Et ce moment où elles s’arrêtent, ce moment où, ventre contre ventre, elles communiquent avec leur féminité, leurs tripes, ce qui grandit en elles, ce pourquoi il faut se battre tout en tentant d’éradiquer la guerre.

Quand deviennent-elles des manifestantes? A quel moment le défilé militaire se transforme-t-il en manifestation féministe? quand lea porte-drapeau devient-iel porte-pancarte? Leurs regards partagés, leurs félicitations, leurs gestes sororaux nous offrent peut-être une nouvelle interprétation: changer la manière de faire. L’une tendant la main au public, l’autre faisant mine de porter… quoi? le monde sûrement… la troisième, doigts écartés autour de sa tête, comme… une coiffe? une couronne? un esprit ouvert? Elles se regardent, elles regardent autour d’elles, elles nous regardent.

ET NOUS TOURNONS AUTOUR

Après la déflagration de « L’oeil nu », la chorégraphe Maud Blandel avance avec la même puissance de conviction en alliant le concept et le corps, les sonorités et le mouvement. Pour cette création si puissante, elle mêle littérature et chorégraphie, non pas en illustrant, mais en interprétant librement.

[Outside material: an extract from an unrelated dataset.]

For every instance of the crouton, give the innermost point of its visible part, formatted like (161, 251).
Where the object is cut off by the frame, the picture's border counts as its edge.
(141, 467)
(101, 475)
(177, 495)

Parce que passé et présent politiques semblent se mêler, ici le temps n’a plus de forme et s’étire sur près d’un siècle avec Virginia Woolf et ce texte clairvoyant des « Trois Guinées« . Une guinée par cause: l’éducation des femmes, leur indépendance économique par l’accès à toutes les professions et l’égalité des sexes.C’est en effet en 1938 que l’autrice écrit cette fiction épistolaire féministe, tentant de répondre à la question “Comment éviter la guerre?” et partant du présupposé qu’elle est une problématique patriarcale (cf. feuille de salle).